Cameron’s example

Prime Minister David Cameron, who was in the remain camp, quit after Britons voted for Brexit. The reason he gave for resigning was that he felt that those who campaigned against him should be the ones who should oversee Britain’s exit from the EU.

Was there a need for him step down?  There’s nothing in British law to say that he should resign. It was a personal decision. Yet, it was consistent with the democratic tradition of stepping down when you realise that you can’t lead a people who want different things from you.

People put leaders in positions to lead because they believe that it is in their best interests that they should lead them. When it is clear that the leader really can not lead in the way the people want, the leader with integrity would resign, as did Cameron.

If Cameron had been more interested in clinging to power, perhaps, he might not have resigned. He may have given the reasons we so often hear in Malaysia: “There’s no law to say that he must resign”, “He didn’t do anything wrong, so, he doesn’t have to resign” or “Why should he resign; it’s all a political campaign to get him out!” All of the above may be true, but, if, as a leader, you realise that you really can’t lead the people in the direction they are desiring to go, you step down.

Whatever Cameron’s real reasons, it is clear that he understood that he, really, wasn’t the person to lead Britain out of the EU. He wanted Britain to remain in the EU but there were two distinct camps and he decided on a referendum to decide if there was a majority. As the incumbent government, he could have influenced the Brexit camp to change their mind by using government resources to influence their decisions but that would have triggered a political tsunami which would have eventually caused him the premiership. Besides, the British electorate is fairly politically sophisticated and would have seen through the ruse and exposed him.

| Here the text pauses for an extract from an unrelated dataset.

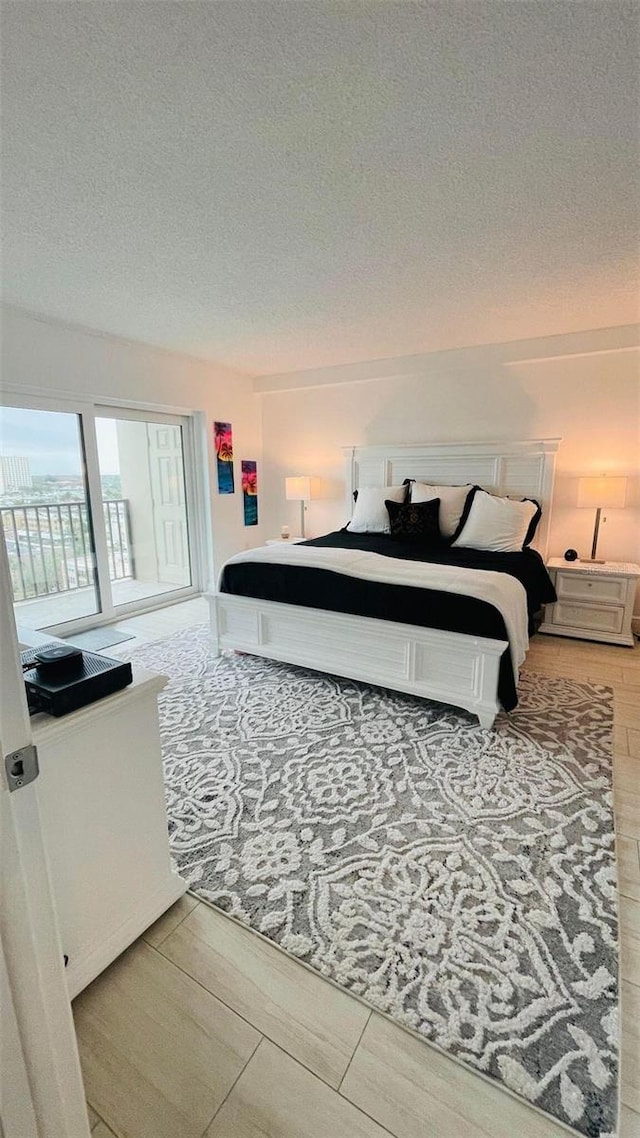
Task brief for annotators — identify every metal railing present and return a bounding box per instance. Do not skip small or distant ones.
[0,498,134,601]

Apart from the accepted modes of campaign, such as debates and discussion and the presentation of facts, Cameron’s Tory Party left it to the voters to decide for themselves in an environment free of political manipulations. That is the point of a democracy — creating an environment where people are free to vote as they want to without being bought or pressured. It is the government’s responsibility to create such an environment. And Cameron’s government did just that. The Brexit referendum was a laudable act of democracy.

Once a precedent is set when incumbent leaders “buy votes” with timely monetary aid and promises, the practice tends to spread. Other leaders would do the same. Then, the people will longer be free to vote as they wish. Influenced by their leaders and their promises, the people will be obliged to vote in favour of these leaders. They may not like what they are doing but they may feel like they have no choice. The outcome of such a vote will not reflect the true yearnings of the people.

A democratic government will create an environment where the people will be free and unencumbered to vote as they wish. It is a political culture that needs to be nurtured and, when achieved, protected at all cost. It ensures political stability even when the vote goes contrary to the interests of the leaders.